The letter to Mel Gibson is filled with angry statements by Eszterhas and quotes from conversations shared with the “Passion of the Christ” producer. Eszterhas says that Gibson was repeatedly acting “wild and crazed” using racist terms regarding Jews and termed the holocaust as a sham. The letter also sensationally describes Mel Gibson’s threats to an ex-girlfriend, Oksana Gregorieva. Eszterhas says that Gibson called Jews “hebes and oven-dodgers”.
In a swift rejoinder, Mel Gibson has branded Eszterhas’ accusations as “utter fabrications”. On his part, he says the conflict stems from the writer’s “terrible” script that had been rejected by the Warner Bros production studios. He confesses that he did lose his temper at Joe during one of their meetings as they prepared the script. However, he says that he immediately issued a written apology to Joe Eszterhas. He goes on to graphically describe how he and Warner Bros were astonished at the quality of work submitted by the writer. He says “I have never seen a more substandard initial draft or such a significant waste of time.”
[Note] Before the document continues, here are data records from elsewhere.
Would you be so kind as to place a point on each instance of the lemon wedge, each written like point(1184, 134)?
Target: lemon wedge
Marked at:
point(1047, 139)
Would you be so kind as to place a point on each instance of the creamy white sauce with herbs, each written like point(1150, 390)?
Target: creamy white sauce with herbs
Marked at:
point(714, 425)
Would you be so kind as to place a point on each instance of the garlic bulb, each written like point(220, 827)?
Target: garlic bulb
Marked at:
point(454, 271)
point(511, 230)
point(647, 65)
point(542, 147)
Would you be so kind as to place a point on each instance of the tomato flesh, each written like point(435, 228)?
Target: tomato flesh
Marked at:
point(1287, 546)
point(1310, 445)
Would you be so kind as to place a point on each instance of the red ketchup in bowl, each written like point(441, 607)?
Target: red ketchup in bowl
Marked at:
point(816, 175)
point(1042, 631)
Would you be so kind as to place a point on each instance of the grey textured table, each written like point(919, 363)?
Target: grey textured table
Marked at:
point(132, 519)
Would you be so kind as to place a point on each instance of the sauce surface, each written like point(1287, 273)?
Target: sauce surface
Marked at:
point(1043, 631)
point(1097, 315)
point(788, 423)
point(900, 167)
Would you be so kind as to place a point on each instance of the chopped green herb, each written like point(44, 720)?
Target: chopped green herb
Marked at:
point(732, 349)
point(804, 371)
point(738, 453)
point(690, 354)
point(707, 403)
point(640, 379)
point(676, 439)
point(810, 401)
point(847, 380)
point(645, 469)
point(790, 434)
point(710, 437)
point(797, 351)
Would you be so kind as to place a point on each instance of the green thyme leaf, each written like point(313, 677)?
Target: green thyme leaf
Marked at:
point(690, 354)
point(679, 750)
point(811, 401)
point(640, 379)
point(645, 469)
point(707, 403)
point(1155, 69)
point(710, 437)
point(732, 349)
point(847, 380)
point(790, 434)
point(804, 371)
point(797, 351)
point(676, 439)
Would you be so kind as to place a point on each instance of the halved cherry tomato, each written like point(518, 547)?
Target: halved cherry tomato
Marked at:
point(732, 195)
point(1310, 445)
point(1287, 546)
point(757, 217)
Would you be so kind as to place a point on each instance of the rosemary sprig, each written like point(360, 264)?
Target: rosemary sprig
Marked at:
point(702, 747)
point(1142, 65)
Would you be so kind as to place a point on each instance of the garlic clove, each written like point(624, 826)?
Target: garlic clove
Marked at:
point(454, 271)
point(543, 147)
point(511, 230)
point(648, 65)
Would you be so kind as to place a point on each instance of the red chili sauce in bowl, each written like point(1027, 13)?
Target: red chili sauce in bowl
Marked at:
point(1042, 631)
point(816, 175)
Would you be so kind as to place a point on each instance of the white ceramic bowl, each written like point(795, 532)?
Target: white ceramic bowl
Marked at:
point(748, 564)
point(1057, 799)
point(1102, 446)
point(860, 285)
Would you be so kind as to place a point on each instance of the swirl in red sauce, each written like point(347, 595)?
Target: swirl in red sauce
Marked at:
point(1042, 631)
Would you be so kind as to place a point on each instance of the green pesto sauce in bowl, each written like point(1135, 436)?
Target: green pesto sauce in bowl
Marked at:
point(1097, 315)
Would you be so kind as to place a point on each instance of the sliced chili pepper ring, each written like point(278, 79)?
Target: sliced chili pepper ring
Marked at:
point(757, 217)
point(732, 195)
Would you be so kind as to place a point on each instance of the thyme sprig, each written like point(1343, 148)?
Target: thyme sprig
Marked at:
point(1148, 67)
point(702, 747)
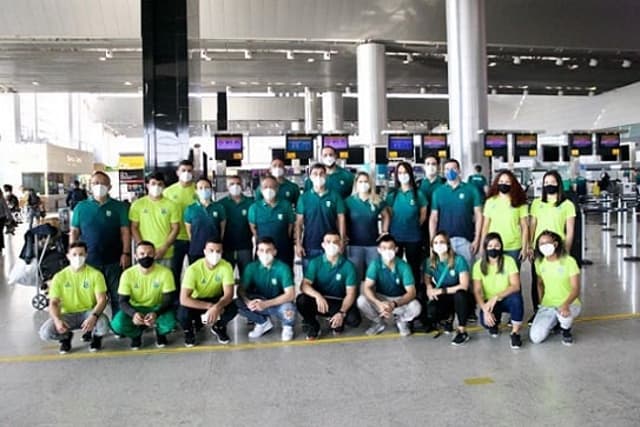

Mel Gibson, who never specifically touched on the accusations of anti-Semitic statements leveled at him, denies that he intended to use the Maccabees project as a platform for salvaging his reputation. His letter states that he has been developing the project for over a decade and that it came to public knowledge about eight years ago. This is a further threat to his long career. He begun as an unknown actor in Mad Max having motor replacements for his motorcycle to being a superior director in Passion of the Christ.
Others have joined in on the conflict. The founder and dean of the Simon Wiesenthal Center, Rabbi Marvin Hier, has given support to the allegations made in Eszterhas’ letter. He has been an outspoken critic of Mel Gibson’s Maccabees project also saying that it could be a way of Mel Gibson demonstrating his contriteness.
Despite these concerns, says Eszterhas, he continued with the work and took two years of research and writing to develop. But Gibson maintains that the writer had nothing to show after 15 months “at his expense and that of the Warner Bros studios”. Given the fiery character of these two, we have much more to see in this incident.